Powszechnie wiadomo, że TVN jeszcze przed rozpoczęciem pierwszej edycji X Factor zabiegał o udział w niej Alicji Bachledy-Curuś. Aktorka jednak odmówila, tłumacząc się zobowiązaniami rodzinnymi. Edwardowi Miszczakowi, wspieranemu przez Kubę Wojewódzkiego, udało się ją namówić tylko na występ w charakterze doradcy jurorskiego.
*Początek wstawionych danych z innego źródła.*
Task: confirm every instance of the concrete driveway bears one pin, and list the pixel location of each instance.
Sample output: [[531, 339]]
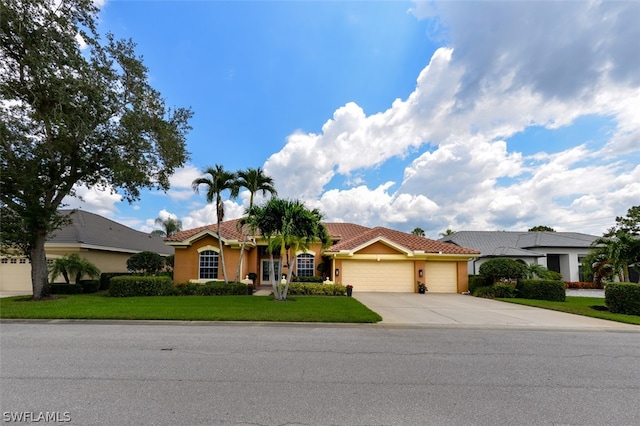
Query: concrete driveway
[[468, 311]]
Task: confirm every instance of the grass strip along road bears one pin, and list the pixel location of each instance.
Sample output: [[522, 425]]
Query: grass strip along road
[[190, 308]]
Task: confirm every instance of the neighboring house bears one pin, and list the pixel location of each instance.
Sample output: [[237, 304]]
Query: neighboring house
[[557, 251], [103, 242], [370, 259]]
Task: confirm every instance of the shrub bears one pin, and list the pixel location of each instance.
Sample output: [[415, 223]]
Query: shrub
[[623, 298], [499, 290], [90, 286], [105, 278], [211, 288], [145, 261], [582, 284], [128, 286], [503, 269], [541, 290], [476, 281], [64, 288], [299, 289]]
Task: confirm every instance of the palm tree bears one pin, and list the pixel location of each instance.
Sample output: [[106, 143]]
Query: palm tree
[[447, 232], [254, 180], [288, 226], [218, 181], [169, 227], [73, 265], [418, 231]]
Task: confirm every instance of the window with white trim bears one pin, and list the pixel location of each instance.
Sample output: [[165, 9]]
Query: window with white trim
[[305, 265], [208, 265]]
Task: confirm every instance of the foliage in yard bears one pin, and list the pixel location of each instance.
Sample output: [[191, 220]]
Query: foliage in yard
[[213, 288], [317, 289], [129, 286], [105, 278], [617, 252], [583, 284], [64, 288], [77, 110], [623, 298], [477, 281], [72, 266], [541, 290], [313, 279], [503, 269], [146, 262]]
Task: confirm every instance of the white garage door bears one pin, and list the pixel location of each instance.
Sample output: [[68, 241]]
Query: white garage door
[[441, 277], [379, 276]]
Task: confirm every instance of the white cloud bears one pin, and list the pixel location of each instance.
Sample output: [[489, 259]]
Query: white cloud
[[510, 66], [100, 201]]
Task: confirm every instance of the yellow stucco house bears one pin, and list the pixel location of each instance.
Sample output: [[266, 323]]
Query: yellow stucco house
[[370, 259]]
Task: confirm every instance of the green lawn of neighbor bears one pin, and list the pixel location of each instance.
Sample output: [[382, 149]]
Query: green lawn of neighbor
[[191, 308], [587, 306]]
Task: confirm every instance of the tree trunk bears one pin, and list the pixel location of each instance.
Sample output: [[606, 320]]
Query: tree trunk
[[39, 273], [244, 240], [272, 276]]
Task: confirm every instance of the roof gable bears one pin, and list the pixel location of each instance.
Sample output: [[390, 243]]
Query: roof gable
[[90, 229]]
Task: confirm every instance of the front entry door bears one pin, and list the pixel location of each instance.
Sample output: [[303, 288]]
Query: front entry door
[[264, 275]]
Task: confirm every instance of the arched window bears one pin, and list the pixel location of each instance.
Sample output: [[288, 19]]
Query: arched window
[[306, 264], [208, 265]]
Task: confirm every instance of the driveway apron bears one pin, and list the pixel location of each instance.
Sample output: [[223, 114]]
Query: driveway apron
[[462, 310]]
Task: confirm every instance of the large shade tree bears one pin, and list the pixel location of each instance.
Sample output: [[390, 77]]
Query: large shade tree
[[73, 114], [289, 227], [216, 181], [254, 180]]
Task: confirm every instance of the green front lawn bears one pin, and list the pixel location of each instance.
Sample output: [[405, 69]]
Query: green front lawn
[[191, 308], [586, 306]]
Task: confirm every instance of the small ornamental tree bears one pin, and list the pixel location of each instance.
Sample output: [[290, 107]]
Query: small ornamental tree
[[501, 269], [145, 261]]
Podobno TVN zapłacili jej aż 100 tys złotych za dwa dni pracy, z których po montażu pozostało kilkanaście minut.
Jak donosi Fakt, stacja zaproponowała jej 350 tysięcy złotych czyli ponad 100 tysięcy dolarów za to, by zgodziła się być jurorką w programie zamiast Mai Sablewskiej.
Wielkim zwolennikiem tego pomysłu był ponoć Wojewódzki, który bardzo chce się pozbyć nielubianej celebrytki. Jednak Alicja nie dała się namówić. Uważa podobno, że taka propozycja nie pasuje do jej wizji kariery. Najwyraźniej nadal liczy na to, że powiedzie jej się w USA. Podobno ciągle chodzi na castingi i bierze udział w zdjęciach próbnych. Na razie bez rezultatu.